In der Bilanz der Bahn glänzt vor allem die Logistik-Tochter Schenker. Das Unternehmen hatte schnell auf die Probleme bei den Lieferketten während der Corona-Krise reagiert und profitierte von den hohen Tarifen vor allem bei der Luft- und Seefracht. So heimste sie zu ihrem 150. Unternehmens-Jubiläum einen Rekordumsatz von 23 Milliarden Euro ein und erzielte einen Betriebsgewinn von 1,2 Milliarden Euro. Dies dürfte auch die Debatte um einen möglichen Verkauf befeuern. Finanzkreisen zufolge könnte für Schenker ein Erlös von bis zu 20 Milliarden Euro erzielt werden. Das würde dem Mutterkonzern gut tun, der weiter auf einem Schuldenberg von fast 30 Milliarden Euro sitzt. Holle sagte dazu: “Es gibt aktuell keine Verkaufspläne für DB Schenker. Was die Zukunft bringen, werden wir sehen.”

Anders sieht es bei der Auslandstochter Arriva aus.

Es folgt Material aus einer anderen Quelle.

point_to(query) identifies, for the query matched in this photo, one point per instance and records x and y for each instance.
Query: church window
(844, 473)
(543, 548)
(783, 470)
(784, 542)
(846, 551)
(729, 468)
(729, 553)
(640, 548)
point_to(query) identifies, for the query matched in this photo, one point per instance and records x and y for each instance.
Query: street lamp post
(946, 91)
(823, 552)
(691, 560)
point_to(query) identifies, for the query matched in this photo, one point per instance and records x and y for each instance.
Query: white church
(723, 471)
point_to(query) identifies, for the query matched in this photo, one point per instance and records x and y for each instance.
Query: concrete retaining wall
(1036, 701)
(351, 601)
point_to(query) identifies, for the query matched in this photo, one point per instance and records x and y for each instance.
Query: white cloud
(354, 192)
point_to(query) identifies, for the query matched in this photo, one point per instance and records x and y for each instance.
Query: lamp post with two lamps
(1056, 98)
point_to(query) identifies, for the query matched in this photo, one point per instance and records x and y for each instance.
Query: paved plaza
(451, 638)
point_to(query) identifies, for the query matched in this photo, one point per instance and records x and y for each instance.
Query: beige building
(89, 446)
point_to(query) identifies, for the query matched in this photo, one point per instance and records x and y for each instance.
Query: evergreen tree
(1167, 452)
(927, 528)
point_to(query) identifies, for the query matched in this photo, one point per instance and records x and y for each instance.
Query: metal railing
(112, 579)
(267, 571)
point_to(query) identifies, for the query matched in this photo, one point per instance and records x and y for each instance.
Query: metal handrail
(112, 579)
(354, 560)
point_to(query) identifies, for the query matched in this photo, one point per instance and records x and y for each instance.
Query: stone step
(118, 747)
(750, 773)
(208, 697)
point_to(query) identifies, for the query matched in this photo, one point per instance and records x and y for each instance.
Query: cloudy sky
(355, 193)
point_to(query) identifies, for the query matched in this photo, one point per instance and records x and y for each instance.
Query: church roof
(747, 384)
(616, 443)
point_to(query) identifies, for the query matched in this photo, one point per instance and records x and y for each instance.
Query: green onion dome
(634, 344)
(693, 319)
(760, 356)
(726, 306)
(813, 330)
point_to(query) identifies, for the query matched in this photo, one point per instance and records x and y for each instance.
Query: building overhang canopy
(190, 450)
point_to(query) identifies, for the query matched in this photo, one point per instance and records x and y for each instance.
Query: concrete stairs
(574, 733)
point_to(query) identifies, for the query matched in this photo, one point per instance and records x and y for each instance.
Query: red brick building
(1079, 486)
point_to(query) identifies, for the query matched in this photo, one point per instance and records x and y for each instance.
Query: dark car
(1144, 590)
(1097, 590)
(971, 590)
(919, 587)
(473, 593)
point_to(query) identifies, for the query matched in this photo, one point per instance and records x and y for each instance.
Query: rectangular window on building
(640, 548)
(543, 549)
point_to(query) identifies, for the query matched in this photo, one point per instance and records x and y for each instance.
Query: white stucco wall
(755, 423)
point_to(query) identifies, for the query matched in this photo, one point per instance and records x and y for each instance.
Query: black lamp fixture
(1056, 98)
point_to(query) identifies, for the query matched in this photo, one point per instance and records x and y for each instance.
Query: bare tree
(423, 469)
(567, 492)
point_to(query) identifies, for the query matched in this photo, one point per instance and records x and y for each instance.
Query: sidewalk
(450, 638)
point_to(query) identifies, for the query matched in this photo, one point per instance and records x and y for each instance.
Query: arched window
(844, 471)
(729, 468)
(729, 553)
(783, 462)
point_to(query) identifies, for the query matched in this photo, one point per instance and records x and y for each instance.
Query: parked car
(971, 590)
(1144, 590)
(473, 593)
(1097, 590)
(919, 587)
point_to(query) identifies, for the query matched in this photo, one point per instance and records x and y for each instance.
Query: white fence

Da hält die Bahn daran fest, den Verkaufsprozess 2024 zu starten und will bis dahin das Ergebnis weiter verbessern.

INFLATION IM BLICK

Bisher kommt die Deutsche Bahn nach eigenen Angaben mit den höheren Energiepreisen zurecht. “Das Gute bei uns ist, dass wir einen hohen Anteil an erneuerbaren Energien in unserem Bahn-Strom-Mix haben – fast zwei Drittel. Dadurch sind wir ein Stückweit entkoppelt von der Preisentwicklung. Herr Putin hat Gott sei Dank keinen Einfluss auf Preise von Sonne und Wind”, ergänzte Lutz. Auf lange Sicht werde sich die Deutsche Bahn aber nicht abkoppeln können. Über höhere Ticketpreise könne aktuell noch nichts gesagt werden.

In Kürze steht bei der Bahn eine wichtige Personalveränderung an. Infrastrukturvorstand Ronald Pofalla verlässt den Staatskonzern zu Ende April. Wer dem früheren Kanzleramtschef, der auch für das umstrittene Milliarden-Projekt Stuttgart21 zuständig war, nachfolgt und dann die gesamte Infrastruktur aus Netz, Bahnhöfen und Energieversorgung verantwortet, ist noch unklar. Für Beständigkeit sorgte die Bahn an anderer Stelle. Erst am Mittwoch verlängerte der Aufsichtsrat die Verträge von Sigrid Nikutta, die den Güterverkehr leitet, und von Finanzchef Holle um jeweils fünf Jahre.

Die Bahn spielt eine zentrale Rolle für die neue Ampel-Koalition und die geplante Verkehrswende hin zur Klimaneutralität in Deutschland. Die Ampel-Koalition plant, die Passagierzahl im Fernverkehr bis 2030 zu verdoppeln. Dafür muss unter anderem das Schienennetz saniert werden, was eine Vielzahl von Baustellen nach sich zieht. Lutz nannte es den “Spagat zwischen Bauen und Fahren”.